Formula 1

Vettel on pole; Can Hamilton pop up a new winner?

Montreal, 9 June 2012: Except for a momentary scare when Hamilton threatened to ride roughshod, current champion Sebastian Vettel of REd Bull Racing took a comfortable pole position setting the bet qualifying time on Saturday for the FIA 2012 Formula One World Championship 7th leg to be held at the Gilles Circuit here. The nearest challenger to Vettel’s time of 1:13.784 was McLaren’s Lewis Hamilton, three tenths behind, and Fernando Alonso made it three manufacturers in the top three, seven-hundredths behind Hamilton on Saturday at the Canadian Grand Prix.

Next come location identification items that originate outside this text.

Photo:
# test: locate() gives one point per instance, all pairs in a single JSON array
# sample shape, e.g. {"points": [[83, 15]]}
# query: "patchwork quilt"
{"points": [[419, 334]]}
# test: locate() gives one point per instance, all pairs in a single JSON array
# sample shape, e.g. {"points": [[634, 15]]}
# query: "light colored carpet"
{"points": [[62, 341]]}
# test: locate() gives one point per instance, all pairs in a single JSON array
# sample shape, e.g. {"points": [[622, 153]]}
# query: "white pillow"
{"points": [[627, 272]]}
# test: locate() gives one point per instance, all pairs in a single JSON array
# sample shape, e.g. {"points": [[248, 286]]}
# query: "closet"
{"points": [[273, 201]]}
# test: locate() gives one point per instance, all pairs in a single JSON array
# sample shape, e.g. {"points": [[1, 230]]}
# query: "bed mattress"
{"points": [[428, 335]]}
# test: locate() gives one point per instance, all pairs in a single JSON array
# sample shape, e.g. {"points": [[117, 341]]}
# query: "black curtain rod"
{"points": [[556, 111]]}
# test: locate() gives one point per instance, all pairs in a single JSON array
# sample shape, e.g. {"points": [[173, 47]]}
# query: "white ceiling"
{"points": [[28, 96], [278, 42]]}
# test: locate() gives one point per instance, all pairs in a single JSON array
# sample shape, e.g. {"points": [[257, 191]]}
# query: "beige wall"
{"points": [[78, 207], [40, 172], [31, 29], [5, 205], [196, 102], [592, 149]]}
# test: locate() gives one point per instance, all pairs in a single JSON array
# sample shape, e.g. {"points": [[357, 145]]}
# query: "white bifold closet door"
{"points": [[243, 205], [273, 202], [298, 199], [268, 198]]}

The Circuit Gilles Villeneuve imposes some peculiar demands upon an F1 and so qualifying was a mixed affair. The front runners started on the soft tyre but most had to switch to the supersoft in Q1 to guarantee their further participation. Vettel bided his time and was the last man out on track with only nine minutes of the session remaining, Straight away he took P1. The real interest, however, was at the back of the field where Jean-Eric Vergne was struggling to avoid the drop. Having missed much of FP3 after crashing at the beginning of the session, Vergne was struggling in qualifying. On his last run he had to back off while on a better lap and then made a mistake on his final flyer. He went out along with the usual backmarkers, but behind the Caterhams, two-tenths adrift of Vitaly Petrov and four-tenths down on Heikki Kovalainen. The seventeen drivers who progressed were separated by less than a second.

Q2 saw most cars starting on the supersofts but Ferrari sticking to the soft tyres. For a while the top of the order was dominated by Mercedes-powered cars but Vettel appeared and went to the head of the order again. Ferrarri soon switched to the supersoft as well with the times starting to tumble and Alonso slotted in behind Vettel. The top six of Vettel, Hamilton, Button, Webber, Rosberg and Schumacher elected to stay in the garage but the remaining 11 cars were all fighting for the remaining six slots. The focus of attention was firmly on Jenson Button. The McLaren man had missed a lot of running on Friday with a gearbox issue and had looked out of sorts for the last few qualifying sessions. He completed his run early and was eighth, but as times fell at the end of the session he was falling down the order.  In P10 with the chequered flag out, he looked like being eliminated by a flying Pastor Maldonado – but the Venezuelan driver hit the Wall of Champions and was unable to improve his time. Button survived by eight-thousandths ahead of Kamui Kobayashi’s Sauber. Also eliminated were Kimi Räikkönen, Nico Hulkenberg, Daniel Ricciardo, Sergio Pérez, and Bruno Senna.

Hamilton was first out of the garage in Q3 but both he and Button cruised around their first timed lap five seconds off the pace. Paul di Resta elected to stay in the garage and conserve his tyres but everyone else was on track. Vettel was the first man to go under 1m14s. He had Alonso in close attendance. Button called it a day after his first run, having used the soft tyre, deciding to accept a lowly grid position and save his rubber for the race. Out on track it was all about Vettel who lowered his provisional pole time by another tenth to 1:13.784. Hamilton looked most likely to match that, but ultimately fell three-tenths short, just ahead of the charging Alonso. Mark Webber couldn’t repeat his Monaco performance and completed the second row. Nico Rosberg was ahead of Felipe Massa on row three, Romain Grosjean and the excellent Paul di Resta had row four, while Michael Schumacher and Button completed the top ten.

Vettel professed himself delighted with back-to-back poles in Canada but it was left to Alonso to point out that Montreal rarely provides a straightforward race. “What we think on Saturday afternoon is normally not what happens on a Sunday afternoon!” he said with a smile.

ends

File photo of Hamilton, who is capable of springing a seventh winner this week-end in Canada. Vodafone McLaren Mercedes photo.